Cohn-Bendit, ise reform antlaşmasına sadece genişleme perspektifinden bakılmaması gerektiğine vurgu yaptı. Daniel Cohn-Bendit, şunları kaydetti: "10 yıl sonra İngiltere halen Avrupa Birliği’nin bir üyesi olacak mı? Lizbon Antlaşması ile birlikte İngiltere’nin başına geçebilecek muhafazakar İngiliz hükümeti, AB’den çıkmak için referandum düzenleyebilir. Lizbon sadece, AB’nin genişlemesi devam edecek anlamına gelmiyor. AB’den çıkmak isteyen ülkeler Lizbon sayesinde böyle bir girişimde bulunabilirler."
"AB kukla olmamalı"
Öte yandan Brüksel’de dikkatler Kıbrıs’dan kaynaklanan limanlar sorununa çevrildi. AB liderleri, Aralık zirvesinde, Türkiye’nin hava ve deniz limanlarını Kıbrıs’a açmamasının yarattığı sorunu masaya taşıyacaklar. AB üyesi Kıbrıs Cumhuriyeti, Ankara’ya yeni yaptırımlar için bastırıyor. Parlamento üyeleri böyle bir olasılığa ihtimal vermiyorlar.
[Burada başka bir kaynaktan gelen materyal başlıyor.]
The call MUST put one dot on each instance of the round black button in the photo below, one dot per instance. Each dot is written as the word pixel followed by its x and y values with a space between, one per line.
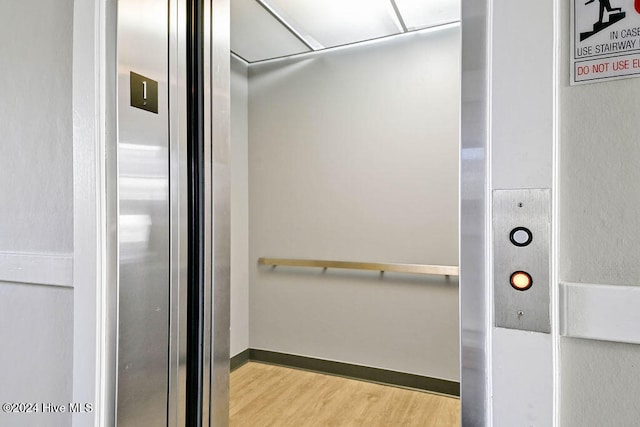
pixel 520 236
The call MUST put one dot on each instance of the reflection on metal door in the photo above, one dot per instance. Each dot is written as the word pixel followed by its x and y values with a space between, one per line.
pixel 143 162
pixel 156 71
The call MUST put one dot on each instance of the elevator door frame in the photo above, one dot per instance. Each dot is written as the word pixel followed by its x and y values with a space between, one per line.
pixel 508 142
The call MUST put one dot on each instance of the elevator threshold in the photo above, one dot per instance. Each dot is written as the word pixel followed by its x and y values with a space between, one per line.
pixel 269 395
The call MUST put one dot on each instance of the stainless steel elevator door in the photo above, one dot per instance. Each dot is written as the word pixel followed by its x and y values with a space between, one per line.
pixel 143 196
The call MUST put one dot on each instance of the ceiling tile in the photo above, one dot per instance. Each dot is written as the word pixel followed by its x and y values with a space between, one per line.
pixel 339 22
pixel 419 14
pixel 256 35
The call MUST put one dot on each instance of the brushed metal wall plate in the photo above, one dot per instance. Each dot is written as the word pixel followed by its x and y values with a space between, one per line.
pixel 527 310
pixel 144 92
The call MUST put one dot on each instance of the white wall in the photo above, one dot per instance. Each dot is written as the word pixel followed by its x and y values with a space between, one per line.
pixel 353 155
pixel 599 228
pixel 239 208
pixel 35 132
pixel 36 230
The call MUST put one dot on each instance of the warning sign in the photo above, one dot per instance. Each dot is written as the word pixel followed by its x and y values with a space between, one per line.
pixel 606 40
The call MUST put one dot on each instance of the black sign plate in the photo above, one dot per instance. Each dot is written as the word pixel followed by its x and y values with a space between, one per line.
pixel 144 92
Duff, AB’nin Rumların kuklası olmaması gerektiği uyarısında bulundu ve sözlerini şöyle sürdürdü: "AB Konseyi’nin, Kıbrıslı Rumların kuklası olmasını arzulamıyoruz. Türkiye’nin limanlarını açmasını istiyoruz. Ama tabii ki Kıbrıs müzakerelerinde bir ilerlemenin sağlanamaması durumunda, Türk hükümetinin de limanları açarak, büyük bir taviz vermiş pozisyonuna düşeceğinin de farkındayız."
Papandreu umudu
Cohn-Bendit, Kıbrıs’daki çıkmazdan kurtulmak için Yunanistan’ın yeni Başbakanı Yorgo Papandreu kartının kullanılması gerektiğine işaret ederken, "Bölgede şu anda yeni olan Papandreu’nun Yunanistan’ın başına gelmesi ve Türkiye-Yunanistan ilişkilerinde açılım perspektifinin ortaya çıkması Kıbrıs’ı etkileyebilir. Şimdi Yunanistan ile birlikte, bir normelleşme sürecine gidilmesi ve limanların açılması konusunda çalışılmalı" dedi.
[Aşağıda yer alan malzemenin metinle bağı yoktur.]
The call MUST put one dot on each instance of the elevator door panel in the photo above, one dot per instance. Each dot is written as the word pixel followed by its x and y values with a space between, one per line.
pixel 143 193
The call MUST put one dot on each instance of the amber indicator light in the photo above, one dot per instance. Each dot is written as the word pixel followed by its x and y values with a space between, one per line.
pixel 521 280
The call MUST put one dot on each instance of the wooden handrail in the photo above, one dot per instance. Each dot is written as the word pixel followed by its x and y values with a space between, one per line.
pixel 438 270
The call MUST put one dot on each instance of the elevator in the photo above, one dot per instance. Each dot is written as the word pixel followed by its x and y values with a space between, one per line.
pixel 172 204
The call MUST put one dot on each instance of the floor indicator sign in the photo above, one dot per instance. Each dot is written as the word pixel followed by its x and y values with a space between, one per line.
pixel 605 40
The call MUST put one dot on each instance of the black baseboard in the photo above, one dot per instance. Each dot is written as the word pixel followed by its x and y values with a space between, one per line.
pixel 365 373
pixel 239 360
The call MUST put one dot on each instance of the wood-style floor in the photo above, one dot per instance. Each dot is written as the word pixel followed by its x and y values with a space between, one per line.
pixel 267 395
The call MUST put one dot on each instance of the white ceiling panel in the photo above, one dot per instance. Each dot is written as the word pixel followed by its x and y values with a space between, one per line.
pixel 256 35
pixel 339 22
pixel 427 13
Kıbrıs sorunu, Avrupa Parlamentosu’nun bu yılki Türkiye raporunun da ana unsurlarından biri olacak. Türkiye raportörü, şubat ayında Parlamento’nun genel kurulunda tavsiye kararına dönüştürecek olan rapordaki diğer önemli unsurları, ‘Kürt açılımı’ ve ‘reform sürecinin hızlandırılması” olarak açıkladı.
"Türkiye’de herkesin toplumun birinci derecede vatandaş olması çok önemli" diyen raportör, Türkiye'de yaşanan tartışmalardan memnuniyet duyduğunu ve demokratik açılımın başarılabilmesi için her türlü girişim yapılması yönünde çağrı yapacaklarını kaydetti. Türkiye raportörü ayrıca zorunlu evlilikler ve namus cinayetleri gibi konularda uygulamda yetersizlik olduğunu aktardı ve kanunların uygulanmasına ağırlık verilmesini istedi.
AB’nin yeni Lizbon anlaşması genişlemenin önünü açacak. Ama Türkiye’nin AB sürecinin hız kazanması da pek çok sorunun çözümüne bağlı. Bir yandan Ankara’ya reform çağrısı yapan Brüksel, diğer taraftan Kıbrıs müzakerelerinin bitmesi için de gün sayıyor.